|
Managing Small Data in Huge Quantities
The Yggdrasil Framework and Sensor.Network Service Make it Easier to Collect, Analyze, Visualize, and Share Data Generated by Net Devices May 27, 2009 -The Internet is no longer just a network of computers. It has evolved into a network of devices of all types and sizes, all connected, all communicating and sharing information all the time: smart phones, cameras, cars, toys, medical instruments, home appliances, even trees embedded with sensors. This "Internet of Things" can generate an enormous volume of very small bits of data: temperature, GPS position, speed, rate of acceleration, compression, humidity, shock, altitude, and so on. Every day we are generating more data faster than ever before.

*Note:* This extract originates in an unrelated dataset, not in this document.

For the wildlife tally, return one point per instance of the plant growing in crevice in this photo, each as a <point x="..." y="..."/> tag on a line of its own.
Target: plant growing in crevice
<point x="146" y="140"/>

This data can be used to tackle all kinds of issuesfrom global ones like climate change to local ones like improving traffic flow during rush hour. With current state of the art, however, it can be very difficult to access data that scientists do not generate from their own study. In many cases, original data from related studies is hard or impossible to find and only papers with interpretations of the raw data are available. It is difficult to return to the source and draw new conclusions. Similarly, today scientists tend to place sensors where they can be easily accessed rather than where the richest data can be collected. This is because data retrieval from the sensor often requires a physical visit. How can we help scientists collect richer data sets more easily? How can we enable sharing, visualization and analysis of vasts amount of data so it can be interpreted and acted upon?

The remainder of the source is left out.